Despite the former political rivalry between Queen Elizabeth and the late William Drugeth, Maria Follia remained in the capital close to the royal family and enjoyed the favor of the queen. She also became a lady-in-waiting in the queenly household of Elizabeth at an unspecified time. It is plausible that Maria Follia distanced herself from her brothers-in-law – Nicholas and John II –, who have lost all their political influence in those months, while Elizabeth and her confidants exerted a powerful influence on the 16-year-old Louis. Hardi considers the queen and Maria Follia became widowed at the same time in 1342, and this might have a prominent factor in their strong relationship despite the fall of the Drugeths. When the queen visited the Kingdom of Naples in the summer of 1343 to promote the interests of her second son, claimant Andrew, who was betrothed to Joanna I, Maria Follia was among the 400 people in her company. She is the only known woman, whose name was preserved by contemporary diplomatic sources as a member of Elizabeth's accompaniment. Đura Hardi argues Maria Follia was perhaps not even among the rare but the only court lady of Elizabeth who fluently understood and spoke the language of the ruling elite in southern Italy. She could be also familiar with the court protocols and the culture of behavior at the Neapolitan royal court. Through her family, she also had direct ties to the local aristocracy. Taking advantage of the diplomatic mission and the confidential relationship with Queen Elizabeth, Maria Follia exercised her alleged widow right to William's family estate in Naples, when she was granted a portion from Pascarola, the main feudal property of the Drugeths, by Queen Joanna in January 1344, upon the intervention of Elizabeth. Hardi emphasizes Maria had no legal right to inherit the feudal estate, in comparison to her late husband's brothers, who did not receive an invitation to accompany Elizabeth on her journey to Naples.

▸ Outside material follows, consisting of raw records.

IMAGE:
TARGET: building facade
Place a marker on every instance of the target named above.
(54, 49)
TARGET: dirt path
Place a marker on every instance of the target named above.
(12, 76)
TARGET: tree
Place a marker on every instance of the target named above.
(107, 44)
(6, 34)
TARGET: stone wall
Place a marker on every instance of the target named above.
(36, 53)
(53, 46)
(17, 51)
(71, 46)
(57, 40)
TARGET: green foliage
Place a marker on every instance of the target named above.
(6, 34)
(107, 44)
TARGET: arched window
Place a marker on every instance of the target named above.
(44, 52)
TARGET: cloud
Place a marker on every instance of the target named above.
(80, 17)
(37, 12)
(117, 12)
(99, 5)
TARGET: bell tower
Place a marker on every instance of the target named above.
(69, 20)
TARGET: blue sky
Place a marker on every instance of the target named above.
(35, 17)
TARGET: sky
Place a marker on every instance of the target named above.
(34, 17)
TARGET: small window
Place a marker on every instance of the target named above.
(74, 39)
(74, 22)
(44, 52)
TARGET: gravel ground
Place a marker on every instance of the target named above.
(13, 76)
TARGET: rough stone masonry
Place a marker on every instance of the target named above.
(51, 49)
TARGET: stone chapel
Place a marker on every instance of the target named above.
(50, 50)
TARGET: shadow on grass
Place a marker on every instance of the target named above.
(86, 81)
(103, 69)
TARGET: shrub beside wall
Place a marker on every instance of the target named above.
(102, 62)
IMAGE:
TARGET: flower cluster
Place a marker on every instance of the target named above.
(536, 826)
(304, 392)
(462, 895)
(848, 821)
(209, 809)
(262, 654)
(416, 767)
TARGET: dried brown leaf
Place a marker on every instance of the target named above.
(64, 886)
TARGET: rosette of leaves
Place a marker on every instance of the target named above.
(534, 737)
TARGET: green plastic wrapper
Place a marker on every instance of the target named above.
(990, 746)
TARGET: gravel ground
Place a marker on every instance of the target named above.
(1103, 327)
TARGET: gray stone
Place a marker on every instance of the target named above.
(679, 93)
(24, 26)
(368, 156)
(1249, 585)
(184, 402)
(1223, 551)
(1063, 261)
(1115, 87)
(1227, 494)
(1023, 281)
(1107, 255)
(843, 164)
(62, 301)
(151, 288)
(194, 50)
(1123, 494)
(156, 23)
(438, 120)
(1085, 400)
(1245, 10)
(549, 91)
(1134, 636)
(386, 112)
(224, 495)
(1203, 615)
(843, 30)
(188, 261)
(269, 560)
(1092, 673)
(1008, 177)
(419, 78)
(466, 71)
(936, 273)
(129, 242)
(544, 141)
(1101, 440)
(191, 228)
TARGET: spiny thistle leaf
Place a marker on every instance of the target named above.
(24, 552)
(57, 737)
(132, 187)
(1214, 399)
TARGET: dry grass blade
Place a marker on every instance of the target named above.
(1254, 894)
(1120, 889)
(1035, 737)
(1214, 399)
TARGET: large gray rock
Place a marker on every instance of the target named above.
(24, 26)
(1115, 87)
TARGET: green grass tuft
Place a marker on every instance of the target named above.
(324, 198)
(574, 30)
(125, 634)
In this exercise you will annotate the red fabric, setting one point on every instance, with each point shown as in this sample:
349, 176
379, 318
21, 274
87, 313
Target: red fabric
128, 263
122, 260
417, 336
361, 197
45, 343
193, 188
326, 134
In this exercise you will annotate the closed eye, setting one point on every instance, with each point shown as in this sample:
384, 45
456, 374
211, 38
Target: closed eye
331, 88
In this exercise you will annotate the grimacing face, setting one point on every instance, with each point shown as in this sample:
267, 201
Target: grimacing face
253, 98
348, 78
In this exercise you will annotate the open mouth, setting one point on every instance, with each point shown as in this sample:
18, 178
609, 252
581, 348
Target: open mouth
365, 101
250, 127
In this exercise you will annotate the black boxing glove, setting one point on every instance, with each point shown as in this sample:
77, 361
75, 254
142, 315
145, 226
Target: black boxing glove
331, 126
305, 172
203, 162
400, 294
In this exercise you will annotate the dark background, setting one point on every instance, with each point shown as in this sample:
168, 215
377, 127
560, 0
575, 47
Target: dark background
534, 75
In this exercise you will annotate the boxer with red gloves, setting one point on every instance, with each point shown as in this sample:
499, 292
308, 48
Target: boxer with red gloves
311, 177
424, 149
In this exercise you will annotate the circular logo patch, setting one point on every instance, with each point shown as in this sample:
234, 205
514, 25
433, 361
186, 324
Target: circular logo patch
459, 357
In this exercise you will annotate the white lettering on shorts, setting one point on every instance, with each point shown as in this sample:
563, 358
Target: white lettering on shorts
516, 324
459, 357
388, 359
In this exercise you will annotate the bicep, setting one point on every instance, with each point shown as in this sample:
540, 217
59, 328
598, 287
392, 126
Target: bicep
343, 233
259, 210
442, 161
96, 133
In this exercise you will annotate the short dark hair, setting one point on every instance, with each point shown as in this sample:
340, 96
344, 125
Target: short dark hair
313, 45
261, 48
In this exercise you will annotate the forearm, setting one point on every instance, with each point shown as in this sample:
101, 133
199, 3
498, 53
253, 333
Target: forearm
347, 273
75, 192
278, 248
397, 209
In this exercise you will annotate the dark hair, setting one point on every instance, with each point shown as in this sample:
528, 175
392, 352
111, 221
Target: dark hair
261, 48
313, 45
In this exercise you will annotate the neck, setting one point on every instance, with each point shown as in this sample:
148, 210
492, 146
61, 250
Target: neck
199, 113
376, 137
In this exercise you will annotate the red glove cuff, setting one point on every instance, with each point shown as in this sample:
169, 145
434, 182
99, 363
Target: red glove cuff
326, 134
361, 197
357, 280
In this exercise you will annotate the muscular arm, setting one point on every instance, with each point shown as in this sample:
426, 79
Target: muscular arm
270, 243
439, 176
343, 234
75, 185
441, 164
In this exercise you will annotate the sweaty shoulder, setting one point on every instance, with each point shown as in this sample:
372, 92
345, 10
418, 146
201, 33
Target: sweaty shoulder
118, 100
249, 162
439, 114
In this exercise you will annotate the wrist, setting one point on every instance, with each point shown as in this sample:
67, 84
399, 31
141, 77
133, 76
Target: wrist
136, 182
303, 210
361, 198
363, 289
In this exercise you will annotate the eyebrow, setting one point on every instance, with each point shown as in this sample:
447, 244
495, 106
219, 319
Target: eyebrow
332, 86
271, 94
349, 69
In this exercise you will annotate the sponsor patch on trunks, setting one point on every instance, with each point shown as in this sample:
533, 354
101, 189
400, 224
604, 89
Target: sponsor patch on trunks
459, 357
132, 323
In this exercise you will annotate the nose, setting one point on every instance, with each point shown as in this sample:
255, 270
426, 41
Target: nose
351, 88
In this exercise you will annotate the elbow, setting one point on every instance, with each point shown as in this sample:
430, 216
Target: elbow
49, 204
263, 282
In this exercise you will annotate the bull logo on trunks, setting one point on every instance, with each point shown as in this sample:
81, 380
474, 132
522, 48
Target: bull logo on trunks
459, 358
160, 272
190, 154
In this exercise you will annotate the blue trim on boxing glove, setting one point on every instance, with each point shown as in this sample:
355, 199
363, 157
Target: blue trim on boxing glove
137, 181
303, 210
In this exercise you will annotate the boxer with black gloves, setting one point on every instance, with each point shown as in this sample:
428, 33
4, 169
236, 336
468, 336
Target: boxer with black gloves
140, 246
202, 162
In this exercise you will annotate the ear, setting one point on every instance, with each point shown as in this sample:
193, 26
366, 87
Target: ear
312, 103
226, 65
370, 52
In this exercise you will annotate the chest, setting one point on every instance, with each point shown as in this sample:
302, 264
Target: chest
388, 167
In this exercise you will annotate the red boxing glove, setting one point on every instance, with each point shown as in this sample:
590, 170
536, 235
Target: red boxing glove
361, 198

Maria Follia returned from Naples to Hungary together with Queen Elizabeth in May 1344. She lived in her estates in Abaúj County and Visegrád. Some of William's servants remained in her service, for instance Meynard, the personal physician of her late husband, and Giacomino, who served as vice-ispán of Csongrád County, vice-palatine, then vice-castellan of Óbuda under Palatine John Drugeth. A serf from her estate Széplak was mentioned in 1347. According to a charter issued in 1353, Louis I handed over the estate Nádasd to her until for the rest of her life. On 5 June 1358, Maria Follia intended to sell her mansion at Visegrád to her brother-in-law John II Drugeth and other relatives; however she had already given it away as a gift to a Hungarian knight and baron Töttös Becsei, also an influential member of the queenly court. Becsei died prior to that, and the mansion continued to remain in Maria's hands despite legal uncertainty. This is the last mention of Maria Follia in contemporary documents.